Одним словом, денек выдался явно не самым слабым и до краев переполненным событиями. Ко всему вышеперечисленному следует добавить послезавтрашнюю процедуру передачи дел преемнику, ротмистру Афанасьеву, по слухам весьма неглупому и довольно многообещающему армейцу, вышедшему из нижних чинов (о времена, о нравы!) и переведенному недавно из Заокеанских Владений. Такие рокировки были весьма во вкусе князя Орлова, обожающего демонстрировать глобальность своего мышления. Конечно, сомнительно, что служака, отдавший полжизни открытым сражениям на “переднем крае наркотической войны”, сразу же вникнет во все перипетии войны, по преимуществу – кабинетной, но… Спорить с начальством, как известно, – все равно что…

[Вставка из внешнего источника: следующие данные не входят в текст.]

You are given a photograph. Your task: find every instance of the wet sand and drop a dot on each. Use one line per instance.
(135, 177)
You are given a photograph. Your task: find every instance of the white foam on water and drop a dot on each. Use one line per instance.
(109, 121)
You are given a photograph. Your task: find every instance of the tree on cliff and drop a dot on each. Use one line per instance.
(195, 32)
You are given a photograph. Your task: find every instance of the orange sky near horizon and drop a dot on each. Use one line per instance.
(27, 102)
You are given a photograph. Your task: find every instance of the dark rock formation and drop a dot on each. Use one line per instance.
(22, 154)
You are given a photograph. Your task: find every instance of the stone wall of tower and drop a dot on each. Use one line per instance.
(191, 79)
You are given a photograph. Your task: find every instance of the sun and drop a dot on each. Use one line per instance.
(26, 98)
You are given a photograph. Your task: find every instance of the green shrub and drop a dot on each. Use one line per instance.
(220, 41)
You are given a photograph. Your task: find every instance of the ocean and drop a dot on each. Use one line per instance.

Ко всему прочему нужно ломать голову над трудноразрешимой шарадой, кого из оперативников отправить завтра на Урал вместо Володьки (черт бы побрал его со всей его гусарской самодеятельностью, пусть только выйдет из больницы…), поскольку обе наиболее подходящие кандидатуры (Голицын – как все‑таки был неправ Бежецкий в отношении юноши – скорее всего, вообще перейдет только на кабинетную работу и то если разрешат медики) выбыли из строя. А из оставшихся выбирать – дело сложное… Не потому, что Александр не доверял своим подчиненным, просто у всех есть свой надел и они скрупулезно его возделывают. Сорви хоть одного с места – и многие разработки пойдут… Александр вздохнул: он постоянно забывал, что через два дня маршруты, по которым пойдут все разработки, уже мало будут его волновать…

Напоминальник, привычно брошенный на стол в соседней комнате вместе с кобурой, вкрадчивой трелью извлек Александра из приятного расслабления полудремы. В такой час, судя по мелодии, мог звонить только кто‑то из своих.

Автоматически выждав три звонка, Александр поднялся и пошел за аппаратом. На экранчике определителя светилась только строчка маловразумительных закорючек – звонили с защищенного аппарата.

Щелкнув клавишей записи (на всякий случай), Александр сказал:

– Ротмистр Бежецкий слушает.

– Спишь, что ли? Я уже отключиться хотел!

Александр опустил аппарат и тихо ругнулся, прикрыв микрофон ладонью.

– Ты, что ли, контуженный?

– Я! – жизнерадостно заорал “шмель”.

– Как тебе напоминальник‑то дали? Ты из больницы?

– Ни фига, из дома! Когда завтра в аэропорт?

Александр ругнулся уже внятно:

– Ты что, сбежал? А ребра?

– А что с ними случится? Замотали, и все. Что я, действительно контуженный – две недели там париться. Ты знаешь, сколько там сутки стоят?

Конечно, этого и следовало ожидать. Живчика вроде Бекбулатова надолго приковала бы к постели только та же “болванка” в голове. Тьфу, тьфу, тьфу.

– Да, знаешь, сестры милосердия там та‑а‑кие! Твоей N и не снилось!

Бежецкий, со смешанным чувством облегчения и раздражения вполуха слушая друга, взахлеб перечисляющего объем, длину, размеры и охваты, думал, что, может быть, плюнув на дружбу, пришибить мерзавца? Или подождать до его возвращения?

2

Запах сирени за распахнутым в сад окном, приятный шум “Вдовы Клико” в голове, аромат дорогих сигар и ничего не значащая беседа старых друзей… Бал в загородной резиденции князя Николая Юсупова в самом разгаре.

– Майн либе фройляйн, разрешите вам представить моих друзей. Ротмистр барон фон Нейгарт, штаб‑ротмистр граф Бежецкий, штаб‑ротмистр князь Бекбулатов. Господа, мои кузины: графиня Ландсбергфон Клейхгоф и княжна Ростопчина. Прошу любить и жаловать. Молчать‑с, штаб‑ротмистр!